System Combination and Mixture of Experts for Grammatical Error Correction
Abstract:
Every year, the number of English speakers as a second language (ESL) and English speakers as a foreign language (EFL) keeps increasing. As such, the need for grammar correction tools is also increasing in parallel. Many grammatical error correction (GEC) systems with different characteristics have been proposed, and these systems have complementary strengths to one another. Studies have shown that combining multiple GEC systems can lead to a more accurate GEC system. However, not much research has been done on GEC system combination methods.
This thesis carries out an investigation into the best way to combine multiple GEC systems. We believe that existing GEC systems have the potential to generate more accurate corrections if their strengths are combined in the correct way. We believe that combining existing GEC systems is a more efficient way to get a more accurate system compared to building a larger and more complex model. In addition, even when a new and stronger GEC system is published, we can always use system combination methods to combine it with other GEC systems to further increase the accuracy.
We first look at a novel way to formulate the GEC system combination task as a simple machine learning task, which is binary classification. We investigate training a logistic regression model with only the edit type features to combine multiple GEC systems.
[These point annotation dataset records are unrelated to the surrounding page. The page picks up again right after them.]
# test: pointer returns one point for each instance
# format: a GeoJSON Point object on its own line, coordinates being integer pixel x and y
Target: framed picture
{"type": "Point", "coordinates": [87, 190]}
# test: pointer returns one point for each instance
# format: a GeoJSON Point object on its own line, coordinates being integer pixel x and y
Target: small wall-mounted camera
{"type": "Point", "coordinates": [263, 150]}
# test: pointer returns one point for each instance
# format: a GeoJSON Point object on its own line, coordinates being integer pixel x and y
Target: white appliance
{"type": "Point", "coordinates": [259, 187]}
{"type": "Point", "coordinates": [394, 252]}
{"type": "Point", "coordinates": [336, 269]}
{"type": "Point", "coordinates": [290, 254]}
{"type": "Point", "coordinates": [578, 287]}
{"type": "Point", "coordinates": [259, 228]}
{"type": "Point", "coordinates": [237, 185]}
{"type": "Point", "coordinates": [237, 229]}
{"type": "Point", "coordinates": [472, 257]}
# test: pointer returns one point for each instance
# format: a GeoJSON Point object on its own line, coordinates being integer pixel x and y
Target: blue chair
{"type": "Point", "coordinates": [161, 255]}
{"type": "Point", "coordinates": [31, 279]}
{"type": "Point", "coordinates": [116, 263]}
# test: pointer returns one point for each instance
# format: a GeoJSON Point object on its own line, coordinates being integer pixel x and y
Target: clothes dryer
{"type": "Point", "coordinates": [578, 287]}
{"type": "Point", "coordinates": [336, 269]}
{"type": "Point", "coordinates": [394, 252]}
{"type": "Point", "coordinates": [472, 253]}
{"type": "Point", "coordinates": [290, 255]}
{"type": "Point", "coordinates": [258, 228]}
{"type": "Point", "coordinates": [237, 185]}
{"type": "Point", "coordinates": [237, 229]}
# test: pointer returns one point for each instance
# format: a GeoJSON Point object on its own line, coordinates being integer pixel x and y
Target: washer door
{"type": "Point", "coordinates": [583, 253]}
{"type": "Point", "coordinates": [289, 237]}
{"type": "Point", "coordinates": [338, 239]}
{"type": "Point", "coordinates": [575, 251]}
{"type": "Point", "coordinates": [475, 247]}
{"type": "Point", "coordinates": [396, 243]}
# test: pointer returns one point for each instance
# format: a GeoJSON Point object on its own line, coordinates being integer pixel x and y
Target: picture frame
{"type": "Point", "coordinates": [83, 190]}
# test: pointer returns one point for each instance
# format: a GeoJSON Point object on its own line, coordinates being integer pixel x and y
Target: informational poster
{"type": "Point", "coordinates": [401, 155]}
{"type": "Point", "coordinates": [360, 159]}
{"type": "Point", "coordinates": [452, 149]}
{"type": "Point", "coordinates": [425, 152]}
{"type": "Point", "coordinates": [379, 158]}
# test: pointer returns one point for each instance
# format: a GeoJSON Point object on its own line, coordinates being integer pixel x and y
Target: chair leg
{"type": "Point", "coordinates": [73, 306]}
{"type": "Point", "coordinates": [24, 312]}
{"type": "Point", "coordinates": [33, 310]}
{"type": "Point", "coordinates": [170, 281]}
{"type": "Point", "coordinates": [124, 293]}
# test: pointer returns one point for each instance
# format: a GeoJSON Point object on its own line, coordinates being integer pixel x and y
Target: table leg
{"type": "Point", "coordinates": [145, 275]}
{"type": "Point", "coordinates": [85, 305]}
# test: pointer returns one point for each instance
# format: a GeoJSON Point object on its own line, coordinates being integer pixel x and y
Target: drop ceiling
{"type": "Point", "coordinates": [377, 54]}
We find that it is more effective in generating better correction compared to previous system combination methods and conventional ensemble. We also show that our method has more expressive power than previous GEC system combination methods.
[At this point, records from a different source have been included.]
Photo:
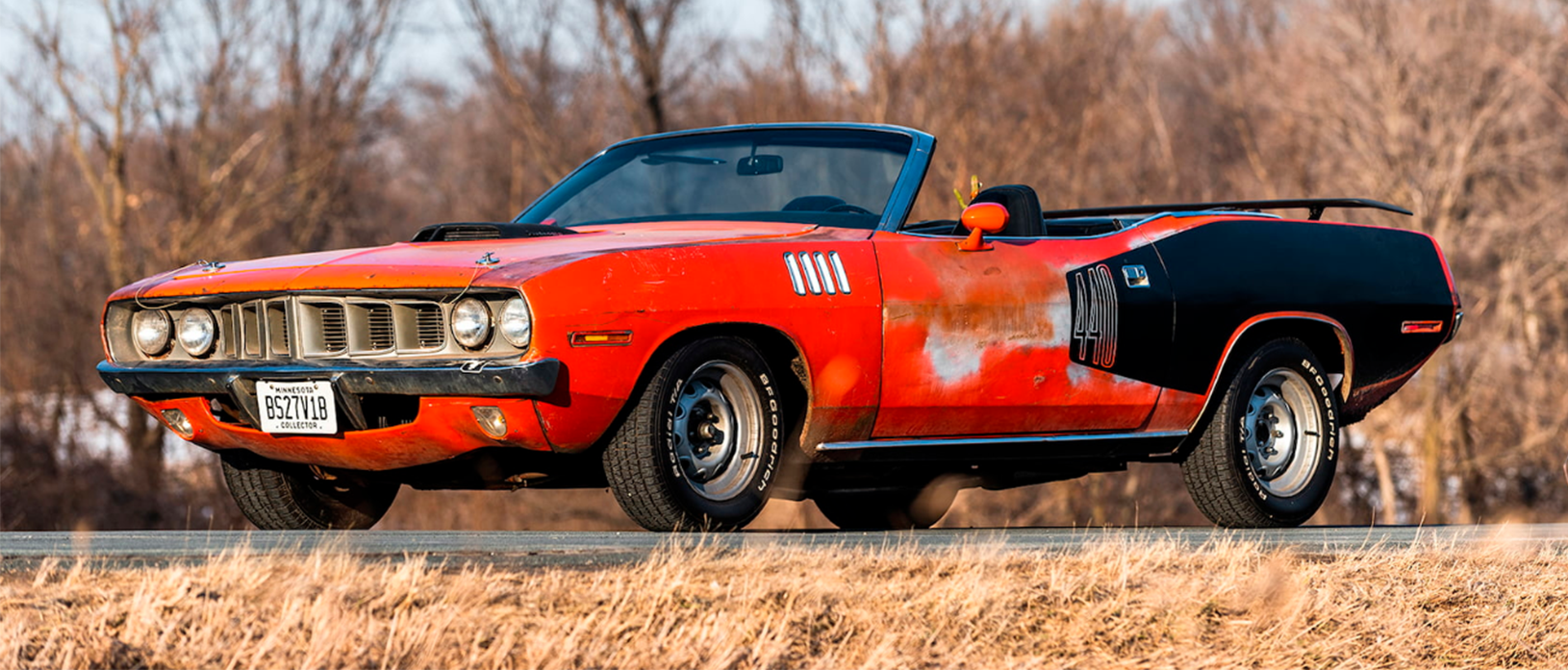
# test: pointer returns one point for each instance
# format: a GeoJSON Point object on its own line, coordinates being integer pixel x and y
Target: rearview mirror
{"type": "Point", "coordinates": [761, 163]}
{"type": "Point", "coordinates": [982, 218]}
We then investigate a GEC system combination method that also considers the textual features of the hypotheses from the base systems. We are specifically interested in knowing whether a GEC quality estimation model can be utilized for GEC system combination and how effective existing GEC quality estimation models are in that context. We found that existing GEC quality estimation models fail to differentiate good corrections from bad ones, which renders them ineffective for GEC system combination. We then continue our research to build a stronger GEC quality estimation model. The model successfully outperforms previous methods on quality estimation, re-ranking, and system combination tasks. We also investigate various biases that can be added to improve its performance further. By integrating our model with voting bias and with edit scores from our previous system combination method, our model produces the highest F0.5 scores on standard GEC benchmarks compared to prior work.
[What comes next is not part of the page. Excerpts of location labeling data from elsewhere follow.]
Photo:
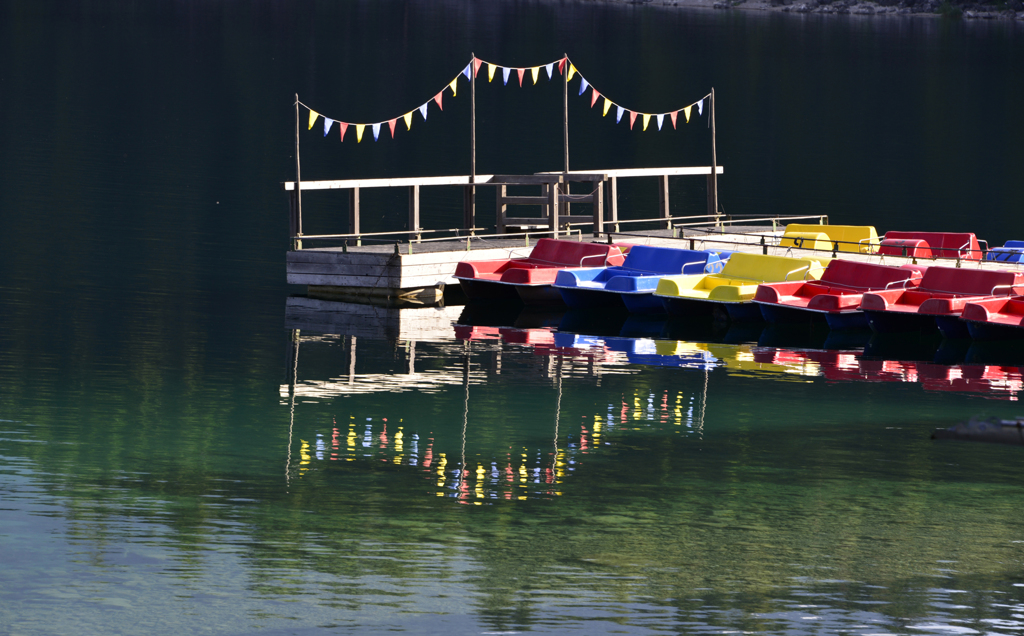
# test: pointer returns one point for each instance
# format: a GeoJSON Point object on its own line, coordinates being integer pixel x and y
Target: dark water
{"type": "Point", "coordinates": [167, 467]}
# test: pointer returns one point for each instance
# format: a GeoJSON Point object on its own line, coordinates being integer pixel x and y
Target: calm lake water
{"type": "Point", "coordinates": [175, 459]}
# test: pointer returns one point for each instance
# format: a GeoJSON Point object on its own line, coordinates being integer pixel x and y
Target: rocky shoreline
{"type": "Point", "coordinates": [1003, 10]}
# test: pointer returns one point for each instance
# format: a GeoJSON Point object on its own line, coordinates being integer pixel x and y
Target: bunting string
{"type": "Point", "coordinates": [472, 70]}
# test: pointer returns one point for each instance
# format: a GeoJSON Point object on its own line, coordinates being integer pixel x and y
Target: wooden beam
{"type": "Point", "coordinates": [501, 210]}
{"type": "Point", "coordinates": [414, 208]}
{"type": "Point", "coordinates": [353, 211]}
{"type": "Point", "coordinates": [663, 200]}
{"type": "Point", "coordinates": [613, 201]}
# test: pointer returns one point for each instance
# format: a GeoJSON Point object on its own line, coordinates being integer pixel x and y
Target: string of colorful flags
{"type": "Point", "coordinates": [471, 71]}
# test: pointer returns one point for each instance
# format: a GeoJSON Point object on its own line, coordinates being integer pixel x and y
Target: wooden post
{"type": "Point", "coordinates": [613, 202]}
{"type": "Point", "coordinates": [553, 192]}
{"type": "Point", "coordinates": [472, 141]}
{"type": "Point", "coordinates": [298, 180]}
{"type": "Point", "coordinates": [501, 210]}
{"type": "Point", "coordinates": [353, 211]}
{"type": "Point", "coordinates": [663, 200]}
{"type": "Point", "coordinates": [713, 184]}
{"type": "Point", "coordinates": [414, 209]}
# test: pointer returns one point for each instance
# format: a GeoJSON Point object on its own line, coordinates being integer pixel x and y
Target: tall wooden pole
{"type": "Point", "coordinates": [714, 162]}
{"type": "Point", "coordinates": [565, 111]}
{"type": "Point", "coordinates": [298, 179]}
{"type": "Point", "coordinates": [472, 140]}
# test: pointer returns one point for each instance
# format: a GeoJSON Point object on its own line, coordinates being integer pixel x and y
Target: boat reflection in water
{"type": "Point", "coordinates": [457, 352]}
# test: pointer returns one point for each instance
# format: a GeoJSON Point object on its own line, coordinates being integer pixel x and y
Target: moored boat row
{"type": "Point", "coordinates": [738, 286]}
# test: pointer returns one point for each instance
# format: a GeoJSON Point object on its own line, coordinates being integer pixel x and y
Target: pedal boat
{"type": "Point", "coordinates": [938, 301]}
{"type": "Point", "coordinates": [836, 297]}
{"type": "Point", "coordinates": [634, 282]}
{"type": "Point", "coordinates": [732, 289]}
{"type": "Point", "coordinates": [529, 279]}
{"type": "Point", "coordinates": [995, 319]}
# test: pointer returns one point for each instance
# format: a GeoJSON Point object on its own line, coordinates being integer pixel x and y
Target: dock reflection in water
{"type": "Point", "coordinates": [429, 350]}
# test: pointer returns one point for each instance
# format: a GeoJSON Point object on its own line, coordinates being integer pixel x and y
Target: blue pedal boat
{"type": "Point", "coordinates": [634, 282]}
{"type": "Point", "coordinates": [1012, 252]}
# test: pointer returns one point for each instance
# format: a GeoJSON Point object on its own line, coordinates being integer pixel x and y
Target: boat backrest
{"type": "Point", "coordinates": [866, 276]}
{"type": "Point", "coordinates": [556, 253]}
{"type": "Point", "coordinates": [665, 260]}
{"type": "Point", "coordinates": [970, 282]}
{"type": "Point", "coordinates": [944, 244]}
{"type": "Point", "coordinates": [856, 239]}
{"type": "Point", "coordinates": [770, 268]}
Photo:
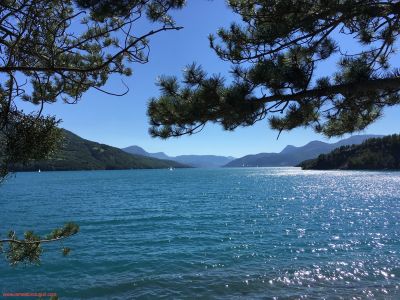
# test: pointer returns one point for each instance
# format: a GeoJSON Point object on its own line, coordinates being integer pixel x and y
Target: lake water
{"type": "Point", "coordinates": [209, 233]}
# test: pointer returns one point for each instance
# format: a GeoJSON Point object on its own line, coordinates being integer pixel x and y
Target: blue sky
{"type": "Point", "coordinates": [122, 121]}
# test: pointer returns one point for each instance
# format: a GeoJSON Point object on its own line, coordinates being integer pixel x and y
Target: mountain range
{"type": "Point", "coordinates": [373, 154]}
{"type": "Point", "coordinates": [292, 156]}
{"type": "Point", "coordinates": [197, 161]}
{"type": "Point", "coordinates": [77, 153]}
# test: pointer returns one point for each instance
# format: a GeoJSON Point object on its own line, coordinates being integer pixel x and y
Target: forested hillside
{"type": "Point", "coordinates": [80, 154]}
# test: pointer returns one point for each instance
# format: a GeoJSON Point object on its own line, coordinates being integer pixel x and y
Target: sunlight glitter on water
{"type": "Point", "coordinates": [227, 233]}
Lastly, we explore an approach to achieve the benefits of system combination in a more efficient manner. System combination incurs a high computational cost due to the need to run inference on the base systems before running the combination method itself. It would be more efficient to have a single model with multiple sub-networks that specialize in correcting different error types. To achieve this, we propose a novel GEC model with a mixture-of-experts architecture and a routing function that selects the experts based on the error type of each word in the text. The model successfully achieves the performance of a strong GEC model while utilizing three times fewer effective parameters. Furthermore, it generates interpretable corrections by identifying error types during inference.